A lawyer’s task is extremely challenging; he has to convince someone (the Judge) who is trained and hard-wired not to believe anything at face value, and rightly so. A judge takes everything with a pinch of salt. It is indeed a challenge. A lawyer overcomes this with his learning and his words. A practicing lawyer’s language, therefore, is his greatest stock in trade. Young lawyers should work and invest in their verbal as well as writing abilities. The ability to articulate even the most complex of issues clearly and putting them together simply, in the form of an understandable narrative, an interesting story, is extremely important for a lawyer.
Language and regard to rules of the language are equally important for the legislator and the judge. Consider the following example: “Hey, let’s eat, Grandma” can easily degenerate into “Hey, let’s eat grandma” imperilling an old woman’s life. Right language and commas, therefore, save lives! Also, a prohibition like “Roko, mat jaane do” can easily be turned into the more positive “Roko mat, jaane do”.
The phrase, “Eats shoots and leaves”, a description of a harmless Panda bear, can easily turn into a description of a violent cow-boy from the wild west with the indiscriminate use of commas – “Eats, shoots, and leaves” and can make the panda really really upset; he may even be prosecuted and, really, nobody wants to prosecute pandas (how bad would it make the prosecutors look, just imagine!)
Language, therefore, has to be used with precision. Lawyers or Judges cannot afford to be reckless with language.
Tragically, punctuation has received a dismissive treatment from the Courts insofar as its importance as a tool of interpretation is concerned. The original reason for disregard of punctuation as an aid to interpretation was understandable, since legislators used to vote for the bills on the basis of what they had heard read out aloud by the legislator presenting the bill; however, there is no reason for eschewing these rules while interpreting laws today, when the legislators signify their assent to a written bill (with commas and all) and, despite all evidence to the contrary, we cannot assume that the legislators are blissfully unaware of the basic rules of grammar.
Punctuation is integral to the sense of the written word. Punctuation, apart from imperilling lives and entailing false prosecutions of innocent pandas, can also cause huge economic loss as this American case would tell us:
The United States Tariff Act of 1872 contained an exemption from tariff for semi tropical and tropical fruit plants, however, the clause was inartistically drafted and read something like: “fruit, plants tropical and semitropical”; the misplaced comma after the word, “fruit” led to all fruits, whether tropical or not, also being exempted and this interpretation was upheld by the Courts. The legislature was, however, quick to act and corrected this anomaly and fruits, once again, were taken outside the tariff exemption and revenue rightfully restored. However, this small comma did cause the US treasury a loss of about $2 million; a princely amount in those days.

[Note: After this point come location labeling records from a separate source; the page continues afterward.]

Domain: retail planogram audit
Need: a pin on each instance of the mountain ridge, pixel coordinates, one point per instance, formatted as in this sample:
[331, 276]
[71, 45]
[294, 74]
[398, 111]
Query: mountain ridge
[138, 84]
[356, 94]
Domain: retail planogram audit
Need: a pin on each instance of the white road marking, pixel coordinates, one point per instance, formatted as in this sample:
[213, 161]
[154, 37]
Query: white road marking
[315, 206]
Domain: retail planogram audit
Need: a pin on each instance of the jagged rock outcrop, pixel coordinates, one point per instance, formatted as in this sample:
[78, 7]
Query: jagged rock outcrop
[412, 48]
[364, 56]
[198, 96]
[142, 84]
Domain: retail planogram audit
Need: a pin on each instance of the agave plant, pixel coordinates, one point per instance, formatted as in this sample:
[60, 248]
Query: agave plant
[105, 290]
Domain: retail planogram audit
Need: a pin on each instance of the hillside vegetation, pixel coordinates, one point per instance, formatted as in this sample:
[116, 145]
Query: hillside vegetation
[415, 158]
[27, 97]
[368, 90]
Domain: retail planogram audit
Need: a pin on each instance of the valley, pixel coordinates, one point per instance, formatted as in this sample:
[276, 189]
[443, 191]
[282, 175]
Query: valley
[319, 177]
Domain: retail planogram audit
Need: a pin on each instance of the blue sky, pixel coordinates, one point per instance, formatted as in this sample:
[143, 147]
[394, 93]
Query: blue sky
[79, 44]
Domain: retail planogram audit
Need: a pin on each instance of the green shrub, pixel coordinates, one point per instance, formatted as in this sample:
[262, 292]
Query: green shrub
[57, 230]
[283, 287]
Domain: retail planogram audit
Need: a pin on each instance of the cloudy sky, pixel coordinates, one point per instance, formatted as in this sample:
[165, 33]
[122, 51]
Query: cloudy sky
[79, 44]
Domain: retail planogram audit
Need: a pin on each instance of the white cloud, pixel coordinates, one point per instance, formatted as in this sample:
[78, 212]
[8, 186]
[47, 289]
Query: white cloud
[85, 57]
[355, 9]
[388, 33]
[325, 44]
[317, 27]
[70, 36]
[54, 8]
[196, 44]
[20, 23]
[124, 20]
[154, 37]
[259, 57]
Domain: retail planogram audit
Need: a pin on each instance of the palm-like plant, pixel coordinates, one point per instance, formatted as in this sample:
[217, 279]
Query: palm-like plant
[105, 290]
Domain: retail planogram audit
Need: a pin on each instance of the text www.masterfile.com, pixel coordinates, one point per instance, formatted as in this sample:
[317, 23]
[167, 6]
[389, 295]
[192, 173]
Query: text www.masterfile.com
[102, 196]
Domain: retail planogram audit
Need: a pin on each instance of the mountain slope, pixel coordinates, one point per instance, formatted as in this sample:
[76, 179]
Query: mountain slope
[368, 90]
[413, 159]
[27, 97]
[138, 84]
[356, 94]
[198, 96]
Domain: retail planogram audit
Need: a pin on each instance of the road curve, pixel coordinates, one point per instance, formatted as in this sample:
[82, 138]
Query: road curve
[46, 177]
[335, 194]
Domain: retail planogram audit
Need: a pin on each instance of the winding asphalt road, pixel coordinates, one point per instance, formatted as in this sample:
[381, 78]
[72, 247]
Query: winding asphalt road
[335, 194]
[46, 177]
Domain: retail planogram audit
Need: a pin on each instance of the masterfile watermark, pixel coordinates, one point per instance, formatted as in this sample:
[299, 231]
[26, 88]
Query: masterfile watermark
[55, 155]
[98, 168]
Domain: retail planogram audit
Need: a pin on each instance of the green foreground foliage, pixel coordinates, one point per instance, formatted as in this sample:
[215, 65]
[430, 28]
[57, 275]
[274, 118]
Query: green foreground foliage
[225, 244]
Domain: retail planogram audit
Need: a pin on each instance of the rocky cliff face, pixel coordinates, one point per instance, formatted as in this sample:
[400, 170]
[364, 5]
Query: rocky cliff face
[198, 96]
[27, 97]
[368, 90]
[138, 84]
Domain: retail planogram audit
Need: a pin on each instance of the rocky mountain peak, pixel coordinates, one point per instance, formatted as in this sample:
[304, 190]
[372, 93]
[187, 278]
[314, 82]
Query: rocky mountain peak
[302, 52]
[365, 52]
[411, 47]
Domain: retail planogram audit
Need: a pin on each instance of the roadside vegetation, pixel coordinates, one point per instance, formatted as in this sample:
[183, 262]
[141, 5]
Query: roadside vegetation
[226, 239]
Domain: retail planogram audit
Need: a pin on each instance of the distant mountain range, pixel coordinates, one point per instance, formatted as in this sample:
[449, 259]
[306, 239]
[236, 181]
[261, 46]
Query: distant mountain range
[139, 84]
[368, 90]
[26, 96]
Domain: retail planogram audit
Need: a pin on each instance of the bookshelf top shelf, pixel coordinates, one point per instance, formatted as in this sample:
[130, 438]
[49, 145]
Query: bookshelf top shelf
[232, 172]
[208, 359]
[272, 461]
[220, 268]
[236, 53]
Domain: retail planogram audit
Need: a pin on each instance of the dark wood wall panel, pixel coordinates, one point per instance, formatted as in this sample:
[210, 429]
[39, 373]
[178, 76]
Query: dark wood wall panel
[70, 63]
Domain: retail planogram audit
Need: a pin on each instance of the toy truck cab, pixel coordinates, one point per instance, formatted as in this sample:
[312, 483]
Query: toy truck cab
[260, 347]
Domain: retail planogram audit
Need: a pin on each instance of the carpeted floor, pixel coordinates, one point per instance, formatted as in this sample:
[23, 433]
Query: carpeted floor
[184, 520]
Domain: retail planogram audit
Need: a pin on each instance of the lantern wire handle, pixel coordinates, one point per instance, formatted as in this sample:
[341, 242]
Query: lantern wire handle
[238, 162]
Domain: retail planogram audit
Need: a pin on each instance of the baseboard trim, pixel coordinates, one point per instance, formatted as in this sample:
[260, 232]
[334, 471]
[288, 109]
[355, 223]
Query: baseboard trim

Since we are talking commas, another remarkable one is the Oxford Comma, or a Serial Comma. This the comma after the penultimate item in a series and just before the conjunction (a, b, and c). Authorities on English usage overwhelmingly recommend using the serial comma to prevent ambiguities. An example from Scalia’s book Reading Law is interesting. Let’s asssume that a testator bequeaths the residue of his enormous estate to “Bob, Sally, George and Jillian”. In view of the absence of the serial comma, should we understand the will to say that the devisees take 1/4th each or the last two take equal parts of a 1/3rd share? If Bob and Sally turn greedy and have also read the right books on grammar, they may take the plea. However, in such a case, attaching too much importance to the absence of a serial comma after, “George..” may defeat the intention of the testator and the Court may be right in disregarding its absence.
An aspiring lawyer, judge or a legislator should, therefore, do well to understand the basics of these rules in order to write better and clearer.